Fabriano Beko, allarme Cisl: «Investimenti residuali, atteso cambio di passo»
L’analisi del sindacato durante il coordinamento di ieri con il sergretario nazionale Nobis
Fabriano – Nel pomeriggio di ieri, presso la sede Cisl Marche ad Ancona, si è svolto il coordinamento Fim Cisl Beko.
Presente anche il Segretario Nazionale Massimiliano Nobis, con il coinvolgimento dei siti Beko di Melano e Comunanza e la sede impiegati di Fabriano, dove lavorano oltre mille dipendenti.
A fronte di quasi 90 milioni di euro di investimenti programmati per i poli produttivi di Melano e Comunanza e per il centro direzionale di Fabriano nel triennio 2025-2027, secondo quanto riferito dalla Cisl solo una quota minima è stata effettivamente impegnata.

«I delegati sindacali Fim – spiega il sindacato con una nota stampa – hanno trasferito la forte preoccupazione che si vive quotidianamente sui posti di lavoro circa il futuro industriale. Nonostante la consapevolezza delle difficoltà i lavoratori non accettano la mancanza di investimenti nei processi e nei prodotti previsti dall’accordo quadro. Questa situazione mette a rischio la competitività aziendale e la stabilità occupazionale: senza investimenti, Beko non recupera il gap concorrenziale e le quote di mercato rispetto ai gruppi asiatici e cinesi».
Dall’incontro la Fim Cisl ha inoltre osservato “Carenze negli interventi di manutenzione ordinaria degli stabilimenti”. «Un esempio significativo – ancora la nota Fim Cisl – è il ritardo nell’installazione dei pannelli solari: si tratta di un investimento strategico per l’efficientamento energetico che dovrebbe essere realizzato indipendentemente dall’andamento delle vendite, dimostrando la volontà concreta di Beko di rispettare gli impegni presi. Se questi interventi non vengono realizzati, le fabbriche non possono rinnovarsi né ridurre i costi. Questo compromette il futuro produttivo dei siti marchigiani».
Il coordinamento Fim Cisl Beko Marche ha rilevato che “Beko Italia non sta rispettando gli impegni assunti nell’incontro ministeriale dello scorso 17 novembre, rispetto agli investimenti e il rafforzamento della campagna di marketing per il 2026 per i marchi Whirlpool e Hotpoint, vista la crescita insufficiente dei volumi produttivi negli stabilimenti marchigiani”.
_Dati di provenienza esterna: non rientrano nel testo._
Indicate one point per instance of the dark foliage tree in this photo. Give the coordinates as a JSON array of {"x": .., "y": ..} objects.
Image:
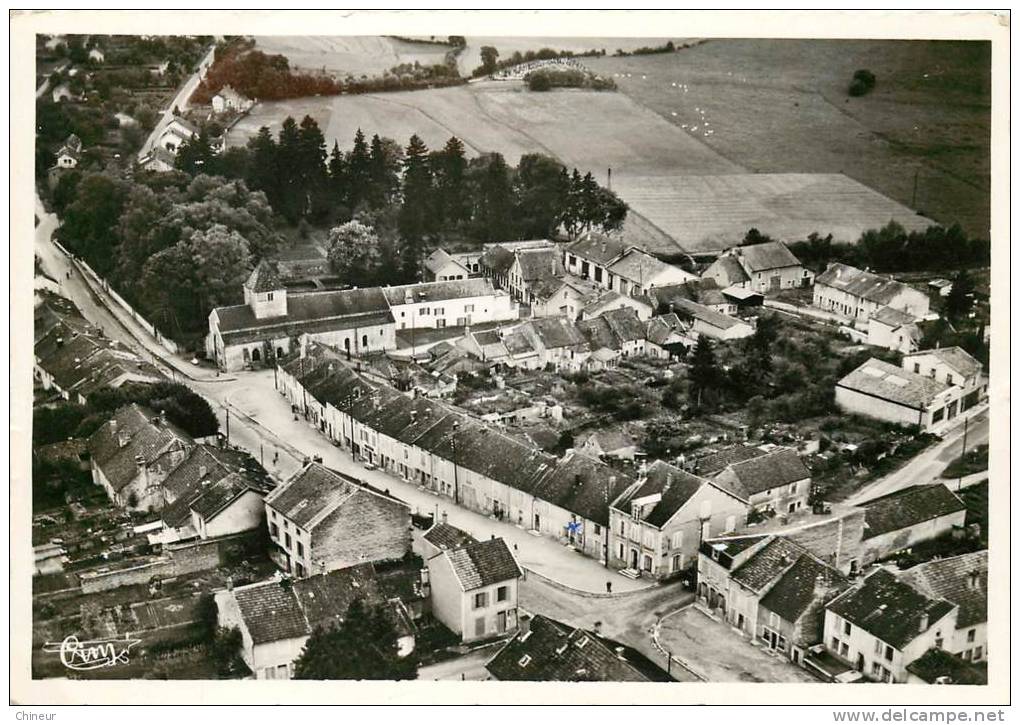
[{"x": 363, "y": 646}]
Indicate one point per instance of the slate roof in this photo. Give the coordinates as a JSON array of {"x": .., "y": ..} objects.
[
  {"x": 444, "y": 535},
  {"x": 482, "y": 564},
  {"x": 715, "y": 462},
  {"x": 597, "y": 248},
  {"x": 861, "y": 283},
  {"x": 311, "y": 495},
  {"x": 264, "y": 277},
  {"x": 936, "y": 664},
  {"x": 794, "y": 593},
  {"x": 908, "y": 507},
  {"x": 763, "y": 257},
  {"x": 731, "y": 270},
  {"x": 767, "y": 563},
  {"x": 707, "y": 314},
  {"x": 642, "y": 267},
  {"x": 776, "y": 468},
  {"x": 553, "y": 652},
  {"x": 893, "y": 317},
  {"x": 881, "y": 379},
  {"x": 956, "y": 358},
  {"x": 540, "y": 263},
  {"x": 675, "y": 485},
  {"x": 962, "y": 580},
  {"x": 270, "y": 612},
  {"x": 888, "y": 609},
  {"x": 439, "y": 291}
]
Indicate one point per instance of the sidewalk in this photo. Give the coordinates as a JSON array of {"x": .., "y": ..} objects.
[{"x": 271, "y": 412}]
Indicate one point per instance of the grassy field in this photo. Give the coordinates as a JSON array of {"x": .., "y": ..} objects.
[
  {"x": 781, "y": 106},
  {"x": 350, "y": 55}
]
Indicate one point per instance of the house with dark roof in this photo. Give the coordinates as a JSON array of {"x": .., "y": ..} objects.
[
  {"x": 776, "y": 481},
  {"x": 939, "y": 667},
  {"x": 770, "y": 587},
  {"x": 321, "y": 520},
  {"x": 658, "y": 523},
  {"x": 474, "y": 589},
  {"x": 132, "y": 455},
  {"x": 858, "y": 295},
  {"x": 882, "y": 624},
  {"x": 764, "y": 268},
  {"x": 906, "y": 517},
  {"x": 964, "y": 581},
  {"x": 548, "y": 651},
  {"x": 898, "y": 395},
  {"x": 276, "y": 617},
  {"x": 215, "y": 492}
]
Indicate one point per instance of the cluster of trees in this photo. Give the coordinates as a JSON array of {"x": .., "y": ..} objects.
[
  {"x": 173, "y": 246},
  {"x": 259, "y": 75},
  {"x": 548, "y": 79},
  {"x": 361, "y": 646},
  {"x": 894, "y": 249},
  {"x": 491, "y": 58}
]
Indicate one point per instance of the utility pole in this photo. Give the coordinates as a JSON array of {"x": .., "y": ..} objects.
[{"x": 963, "y": 455}]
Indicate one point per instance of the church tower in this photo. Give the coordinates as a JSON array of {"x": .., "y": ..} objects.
[{"x": 264, "y": 293}]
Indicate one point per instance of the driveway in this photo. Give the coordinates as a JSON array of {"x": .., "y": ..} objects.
[{"x": 715, "y": 651}]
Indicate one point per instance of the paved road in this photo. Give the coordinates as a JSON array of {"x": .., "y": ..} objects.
[
  {"x": 180, "y": 101},
  {"x": 928, "y": 465}
]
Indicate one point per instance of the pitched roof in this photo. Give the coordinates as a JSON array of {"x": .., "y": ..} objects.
[
  {"x": 762, "y": 257},
  {"x": 554, "y": 652},
  {"x": 264, "y": 277},
  {"x": 598, "y": 248},
  {"x": 439, "y": 291},
  {"x": 881, "y": 379},
  {"x": 893, "y": 317},
  {"x": 962, "y": 580},
  {"x": 939, "y": 667},
  {"x": 675, "y": 486},
  {"x": 444, "y": 535},
  {"x": 908, "y": 507},
  {"x": 767, "y": 563},
  {"x": 270, "y": 611},
  {"x": 794, "y": 593},
  {"x": 481, "y": 564},
  {"x": 312, "y": 494},
  {"x": 715, "y": 462},
  {"x": 888, "y": 609},
  {"x": 956, "y": 358},
  {"x": 861, "y": 283},
  {"x": 774, "y": 469}
]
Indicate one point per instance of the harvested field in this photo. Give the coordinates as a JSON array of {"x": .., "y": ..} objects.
[
  {"x": 781, "y": 106},
  {"x": 708, "y": 213},
  {"x": 350, "y": 55}
]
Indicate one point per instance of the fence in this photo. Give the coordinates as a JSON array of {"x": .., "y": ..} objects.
[{"x": 164, "y": 342}]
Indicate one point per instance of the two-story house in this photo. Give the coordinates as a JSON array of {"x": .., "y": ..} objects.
[
  {"x": 882, "y": 624},
  {"x": 659, "y": 522},
  {"x": 775, "y": 480},
  {"x": 321, "y": 520},
  {"x": 474, "y": 589}
]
«Alla luce di questa situazione, è necessario che la direzione di Beko Italia si presenti al prossimo incontro al Mimit del 28 aprile con un quadro di intervento che rispetti i contenuti dell’accordo quadro del 14 aprile 2025 che mirano a valorizzare il ruolo strategico dei siti italiani all’interno di Beko Europe e a livello globale. Ad oggi l’unico aspetto applicato dell’accordo sono gli esuberi che nelle Marche ha coinvolto 270 posizioni lavorative».